Last Updated on February 5, 2021
The new Biden administration border and immigration policy is already resulting in a massive tidal wave of illegal immigrant crossings into the United States, a migratory wave that Arizona law enforcement is calling “Obama 2.0.”
Local law enforcement officers in Arizona are once again on the front lines of an unavoidable border crisis thanks to President Biden’s reversal of key immigration and border security policies put into place by former-President Donald Trump.
Pinal County Chief Deputy Sheriff Matthew Thomas said they began to see an up-tick in illegal immigrant foot traffic in the late fall of 2020, even before Mr. Biden assumed the presidency.
Thomas attributed this influx to Mexican cartel chiefs understanding that the incoming Biden administration would have a more “hands-off” approach in dealing with the southwest border. The notion is so prevalent they have dubbed the effect “Obama 2.0” since they saw similar behavior under the Obama administration.
“When [Mr. Trump] took office, we saw that this area out here went completely dead. Nobody was moving, nobody was smuggling because [the cartels] knew that Trump was going to put all-hands-on-deck out down here and that they would be intercepted so it came to a screeching halt,” Thomas said. “It was a very slow trickle to get back to some kind of normal but it never got back to where it was.”
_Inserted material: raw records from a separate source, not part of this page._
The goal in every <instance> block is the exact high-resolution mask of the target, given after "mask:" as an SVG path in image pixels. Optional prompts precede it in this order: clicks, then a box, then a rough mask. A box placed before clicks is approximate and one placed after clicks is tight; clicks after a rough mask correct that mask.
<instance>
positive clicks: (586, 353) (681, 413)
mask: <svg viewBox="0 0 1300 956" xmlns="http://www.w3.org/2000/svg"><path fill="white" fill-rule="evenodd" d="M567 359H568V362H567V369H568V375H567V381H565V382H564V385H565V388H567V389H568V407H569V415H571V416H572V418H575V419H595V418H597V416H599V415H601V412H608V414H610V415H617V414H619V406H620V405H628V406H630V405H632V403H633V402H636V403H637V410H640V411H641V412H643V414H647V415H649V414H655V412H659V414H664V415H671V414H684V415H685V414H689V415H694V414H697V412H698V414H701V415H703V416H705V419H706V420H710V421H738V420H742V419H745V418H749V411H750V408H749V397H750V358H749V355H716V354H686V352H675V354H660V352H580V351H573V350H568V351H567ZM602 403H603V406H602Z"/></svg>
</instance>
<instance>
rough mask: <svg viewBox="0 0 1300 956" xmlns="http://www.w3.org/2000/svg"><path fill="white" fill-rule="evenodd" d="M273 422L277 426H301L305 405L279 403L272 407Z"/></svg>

With Mr. Biden’s order to halt the completion of the border wall along the southern border of the United States, Thomas says a point of entry funnel has targeted his county and the prized I-8 interstate corridor, a corridor whose approach is nothing but desert.
“For us, effectively, I-8 becomes the new border and even the cartels will tell you that’s their goal line because once they get there, they’re shooting west or they’re shooting east and then they’re on a main interstate right into downtown Phoenix…[W]e become the kickoff point for that,” said Thomas.
Once legislators in the United States started passing laws that legalized marijuana the cartels switched to hard drugs, like fentanyl, because of the devaluation of marijuana crops. The hard drugs became less of a burden to transport and were not limited to specific growing seasons as with marijuana.
Thomas said his department saw a significant decline in human trafficking for a few years because the cartels were focusing on getting as many shipments of hard drugs into the United States as possible before the completion of the border wall.
Now, Thomas said, law enforcement in Pinal County is seeing a return to human smuggling in addition to the regular drug runs. Biden critics have described the border situation as a return to the Obama years, or “Obama 2.0.”